Die Kirche, das Gotteshaus, sollte wieder das Vaterhaus gerade der Arbeiterkinder werden, in dem sie sich wohlfühlen. Das Reich Gottes hängt doch nicht an Äußerlichkeiten und Formen, sondern daran, daß die Menschen der Zeit für Gott gewonnen werden. Zugeständnisse, die ihr Wesen verändern, kann die Kirche nicht machen, das wäre Selbstpreisgabe, aber’ sie soll sich dem Arbeiter nicht als Kirche der Vergangenheit zeigen, sondern gegenwartsmächtig und lebendig. Vergleiche mit den Methoden in den Missionen liegen nahe und verdienen noch größere Beachtung als bisher.

Die Situation ist ernst, der Glaube nimmt weiterhin ab in der Welt der Arbeiter. Das Christentum muß diesem größten Stande der Gegenwart neu verkündigt werden. Den Gläubigen, Priestern wie Laien, ist eine ungeheure Verantwortung auferlegt. Wahrhaft revolutionäre Taten werden notwendig sein.

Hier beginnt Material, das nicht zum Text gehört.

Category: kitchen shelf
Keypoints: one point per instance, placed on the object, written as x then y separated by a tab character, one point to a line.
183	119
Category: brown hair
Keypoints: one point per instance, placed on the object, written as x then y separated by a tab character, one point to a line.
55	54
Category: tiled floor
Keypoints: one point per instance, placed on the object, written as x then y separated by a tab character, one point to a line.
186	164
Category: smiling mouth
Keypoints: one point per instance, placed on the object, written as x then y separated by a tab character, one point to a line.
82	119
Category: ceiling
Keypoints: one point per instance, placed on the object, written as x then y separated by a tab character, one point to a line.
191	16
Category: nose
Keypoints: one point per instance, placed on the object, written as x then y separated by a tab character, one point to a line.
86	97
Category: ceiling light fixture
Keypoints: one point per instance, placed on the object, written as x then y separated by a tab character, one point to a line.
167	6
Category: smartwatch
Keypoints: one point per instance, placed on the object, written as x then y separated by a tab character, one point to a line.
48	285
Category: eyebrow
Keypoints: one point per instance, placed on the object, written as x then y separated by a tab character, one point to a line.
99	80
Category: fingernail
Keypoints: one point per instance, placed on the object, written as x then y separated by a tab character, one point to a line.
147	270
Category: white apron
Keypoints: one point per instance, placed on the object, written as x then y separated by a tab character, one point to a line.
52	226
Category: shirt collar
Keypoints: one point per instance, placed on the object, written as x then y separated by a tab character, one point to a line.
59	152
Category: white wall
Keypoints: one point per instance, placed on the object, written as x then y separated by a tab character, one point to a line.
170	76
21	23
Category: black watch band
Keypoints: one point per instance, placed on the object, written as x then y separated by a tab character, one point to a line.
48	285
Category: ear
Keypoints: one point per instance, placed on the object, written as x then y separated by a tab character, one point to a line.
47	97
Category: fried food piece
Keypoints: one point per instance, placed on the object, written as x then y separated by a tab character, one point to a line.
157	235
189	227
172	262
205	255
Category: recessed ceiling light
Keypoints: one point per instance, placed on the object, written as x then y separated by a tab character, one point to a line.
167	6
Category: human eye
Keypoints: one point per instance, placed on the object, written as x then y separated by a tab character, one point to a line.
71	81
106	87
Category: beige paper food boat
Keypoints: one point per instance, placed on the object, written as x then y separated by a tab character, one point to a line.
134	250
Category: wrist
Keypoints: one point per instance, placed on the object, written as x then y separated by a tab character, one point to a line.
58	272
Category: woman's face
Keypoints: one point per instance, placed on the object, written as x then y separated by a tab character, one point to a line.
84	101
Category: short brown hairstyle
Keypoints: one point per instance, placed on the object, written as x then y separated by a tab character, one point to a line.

Zum Schluß seien die Worte eines Mädchens angeführt, das eben aus der Schule ausgetreten ist.

„Meine Eltern kümmern sich nicht um die Religion. Meine Schwester schimpft auf die Kirche und hat mir solange zugeredet, bis ich auch nicht ging. Leider kam ich in schlechte Gesellschaft und konnte mich auch nicht so halten. Dann ging ich einmal in die Kirche, weil ich es nicht mehr ausgehalten habe. Jetzt gehe ich immer, obwohl es den Eltern nicht recht ist und dne Schwester schimpft. Ich möchte mich immer so halten.“

Man ahnt oft nicht, welche Tragödien, welche Kämpfe, Niederlagen und Heldentaten in diesen jungen Herzen geschehen. Aber geholfen sollte ihnen werden. Man darf sie nicht allein lassen. Große Verantwortung liegt auf uns.